個人的に注目していた「かもめんたる」さんのネタを見たが、期待通り質の高いコントだった。
あのだだっ広い体育館の、常時人が出入りし続ける空間で、長めのコントをきっちりやりきるだけでも実力者だということがわかる。
昔、文化祭の芸人さん係を担当していた。
自分がえらいわけではないが、爆笑問題さんやタカアンドトシさんをブレークする前によべたのは今でもちょっとほこらしい。
仕事上、控え室やら舞台袖での彼らのたたずまいや、先輩後輩のふるまい方など、ちょっと身近に垣間見ることができたが、まあ、大変そうでした。ネタづくりももちろん大変なのだろうが、芸人としてふるまうこと、その世界で生きていくこと自体、よほどの覚悟と忍耐強さがないとやっていけないだろうと思えた。

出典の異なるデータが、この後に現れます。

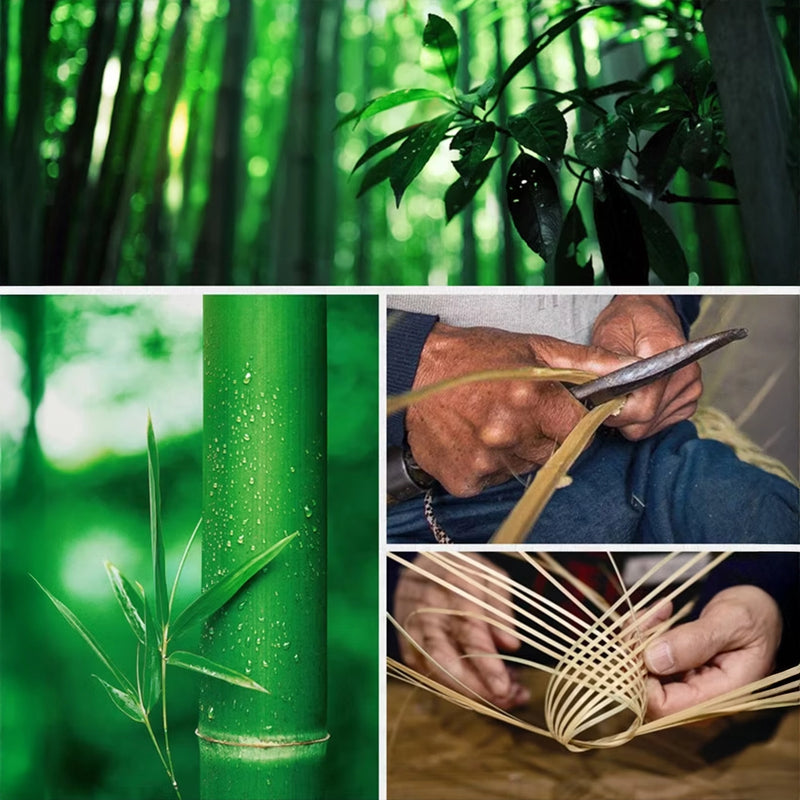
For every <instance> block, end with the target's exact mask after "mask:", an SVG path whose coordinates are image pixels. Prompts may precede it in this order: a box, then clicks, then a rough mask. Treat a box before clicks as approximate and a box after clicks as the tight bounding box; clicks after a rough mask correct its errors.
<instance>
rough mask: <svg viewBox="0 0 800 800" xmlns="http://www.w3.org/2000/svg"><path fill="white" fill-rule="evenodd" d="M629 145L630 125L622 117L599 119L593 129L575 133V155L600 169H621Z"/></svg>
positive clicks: (587, 163)
mask: <svg viewBox="0 0 800 800" xmlns="http://www.w3.org/2000/svg"><path fill="white" fill-rule="evenodd" d="M627 146H628V126H627V124H626V123H625V120H623V119H621V118H620V117H616V118H614V119H613V120H605V119H601V120H598V122H597V124H596V125H595V126H594V127H593V128H592V129H591V130H589V131H586V132H585V133H578V134H575V155H576V156H578V158H579V159H580V160H581V161H583V162H585V163H586V164H588V165H589V166H590V167H596V168H598V169H604V170H607V171H612V170H617V169H619V167H620V165H621V164H622V159H623V158H624V157H625V151H626V149H627Z"/></svg>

というか、そんな大変さなど何でもないと思えるくらい「お笑い」が好きな人だけが続けていけるのだろう。
「好き」、ではないかな、そうせずにはいられない感覚。
お笑いにかぎらなくても、その仕事をしなければいられない、その仕事をやってない自分は自分ではないという感覚。
伊集院静氏が「週刊文春」のQAコーナーで、「1億貯めて仕事やめたい~」的な読者に、「そんなんでやめれる程度の仕事なら、すぐやめてしまえ」と回答していたけど、その通りだと思う。

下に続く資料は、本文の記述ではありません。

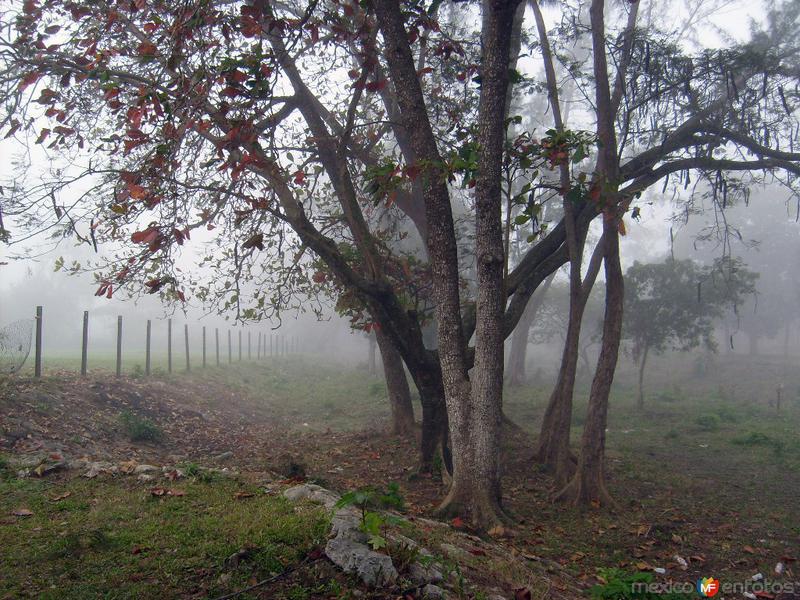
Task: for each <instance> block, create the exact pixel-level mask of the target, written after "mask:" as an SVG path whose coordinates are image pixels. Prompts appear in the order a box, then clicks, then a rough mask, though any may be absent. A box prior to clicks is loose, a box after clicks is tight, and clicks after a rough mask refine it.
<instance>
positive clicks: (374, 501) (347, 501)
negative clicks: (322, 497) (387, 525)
mask: <svg viewBox="0 0 800 600" xmlns="http://www.w3.org/2000/svg"><path fill="white" fill-rule="evenodd" d="M345 506H355V507H357V508H358V509H359V510H360V511H361V525H360V529H361V531H363V532H364V533H365V534H367V543H368V544H369V545H370V546H372V549H373V550H379V549H380V548H386V547H387V545H388V542H387V540H386V537H385V535H384V532H385V528H386V526H387V525H395V524H397V523H398V519H397V518H396V517H393V516H391V515H385V514H382V513H379V512H375V511H373V510H369V509H370V508H384V509H385V508H395V509H398V510H402V508H403V497H402V496H401V495H400V486H399V485H398V484H397V483H390V484H389V485H388V486H387V488H386V490H376V489H375V488H372V487H364V488H360V489H358V490H353V491H350V492H347V493H346V494H344V495H343V496H342V497H341V498H340V499H339V501H338V502H337V503H336V505H335V507H336V508H343V507H345Z"/></svg>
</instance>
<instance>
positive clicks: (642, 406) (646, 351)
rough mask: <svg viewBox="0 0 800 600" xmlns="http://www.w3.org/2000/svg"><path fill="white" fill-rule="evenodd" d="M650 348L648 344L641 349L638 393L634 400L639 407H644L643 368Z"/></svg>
mask: <svg viewBox="0 0 800 600" xmlns="http://www.w3.org/2000/svg"><path fill="white" fill-rule="evenodd" d="M649 350H650V346H649V345H648V344H645V345H644V350H642V357H641V359H639V360H640V363H639V395H638V397H637V400H636V404H637V405H638V406H639V408H643V407H644V368H645V365H646V364H647V353H648V351H649Z"/></svg>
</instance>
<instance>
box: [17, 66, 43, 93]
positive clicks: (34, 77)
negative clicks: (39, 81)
mask: <svg viewBox="0 0 800 600" xmlns="http://www.w3.org/2000/svg"><path fill="white" fill-rule="evenodd" d="M41 76H42V74H41V73H39V72H38V71H33V72H32V73H28V74H27V75H25V77H23V78H22V79H21V80H20V82H19V85H18V86H17V91H20V92H21V91H23V90H24V89H25V88H26V87H28V86H29V85H32V84H34V83H36V82H37V81H39V78H40V77H41Z"/></svg>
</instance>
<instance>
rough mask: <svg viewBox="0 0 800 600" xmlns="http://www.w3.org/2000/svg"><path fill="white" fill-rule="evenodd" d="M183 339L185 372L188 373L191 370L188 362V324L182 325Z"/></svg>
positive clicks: (188, 360) (191, 365)
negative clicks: (185, 364)
mask: <svg viewBox="0 0 800 600" xmlns="http://www.w3.org/2000/svg"><path fill="white" fill-rule="evenodd" d="M183 339H184V342H185V346H186V372H187V373H188V372H189V371H191V370H192V364H191V362H190V361H189V324H188V323H184V325H183Z"/></svg>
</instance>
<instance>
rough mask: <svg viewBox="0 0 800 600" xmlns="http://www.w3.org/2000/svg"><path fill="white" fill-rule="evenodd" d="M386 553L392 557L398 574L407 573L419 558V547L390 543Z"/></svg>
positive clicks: (389, 555)
mask: <svg viewBox="0 0 800 600" xmlns="http://www.w3.org/2000/svg"><path fill="white" fill-rule="evenodd" d="M386 553H387V554H388V555H389V556H391V557H392V563H394V566H395V568H396V569H397V572H398V573H406V572H407V571H408V569H409V568H410V567H411V565H413V564H414V563H415V562H417V558H419V546H416V545H413V544H406V543H403V542H389V543H388V545H387V546H386Z"/></svg>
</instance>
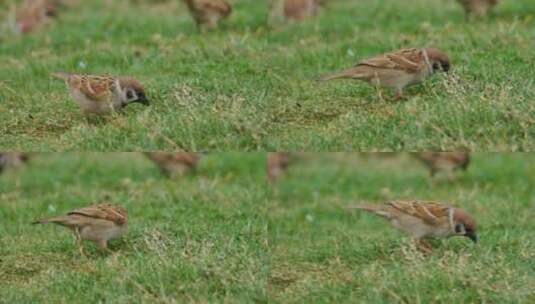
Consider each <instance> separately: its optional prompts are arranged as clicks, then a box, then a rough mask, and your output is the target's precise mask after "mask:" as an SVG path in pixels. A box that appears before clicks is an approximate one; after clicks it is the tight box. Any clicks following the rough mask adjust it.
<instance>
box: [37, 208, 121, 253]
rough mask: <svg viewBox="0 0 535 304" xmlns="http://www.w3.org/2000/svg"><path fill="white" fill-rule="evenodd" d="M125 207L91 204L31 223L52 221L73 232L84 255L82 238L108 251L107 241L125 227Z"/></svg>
mask: <svg viewBox="0 0 535 304" xmlns="http://www.w3.org/2000/svg"><path fill="white" fill-rule="evenodd" d="M126 222H127V214H126V209H125V208H123V207H121V206H115V205H110V204H99V205H91V206H88V207H85V208H81V209H76V210H74V211H71V212H69V213H67V214H66V215H62V216H58V217H51V218H45V219H41V220H38V221H35V222H33V223H32V224H34V225H35V224H48V223H54V224H57V225H60V226H63V227H67V228H69V229H71V230H72V231H73V232H74V236H75V238H76V245H77V247H78V250H79V251H80V254H81V255H84V252H83V248H82V240H87V241H91V242H93V243H94V244H95V245H96V246H97V247H98V248H99V249H101V250H105V251H109V249H108V241H110V240H113V239H116V238H119V237H121V236H122V235H123V234H124V233H125V232H126V228H127V223H126Z"/></svg>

かりに芸人として生き残れたとしても、残り方は千差万別だ。
テレビ番組で活躍し日本中どこに行ってもその存在が知られるレベルから、お笑いの仕事だけでは食べていけないレベルまで、ものすごいピラミッド構造になっている。
そうしなければ自分じゃなくなるほどの仕事に出会えても、それで一流になれるかというと、必ずしもそういうわけではない。これも多くの仕事に言えることだろうが。
「自分はあそこまではなれない」という反ユイちゃん的思考をせねばならないこともあるだろう。
~ 漫才で賞を獲りたい、自分達が中心になれるネタ見せ番組をやりたい、そんな夢や希望はなくなった。無理だと分かっている。 … 俺達は南部芸能や他の事務所のライブに出て、たまにクイズ番組やトーク番組に出て、グルメ番組や旅番組のロケに出る。そうしていけば生活はできる。問題を起こさなければ、バイトしないとといけないほどに落ちることもない。子供の頃に憧れた芸人と仕事できることはあっても、彼らのようにはなれない。 (畑野智美『南部芸能事務所』講談社) ~
自分はあのステージには立てないという事実をつくつけられる瞬間というのは、きっと芸人さんなら折々にあるだろう。お芝居や、音楽の方も同じだろうか。
実は自分たちのような仕事でも、そういうのはあるんだけどね。
ああ、おれはこの分野であの先生には絶対にかなわないなとか。
この一点ならなんとかならないか的な健全な野心はいまだに失ってはいないが、実際にはその野心は形にならないまま終わっていくもので、それでも毎月決まったお給料がいただけるというのは、われわれの商売のなんと楽なことだろう。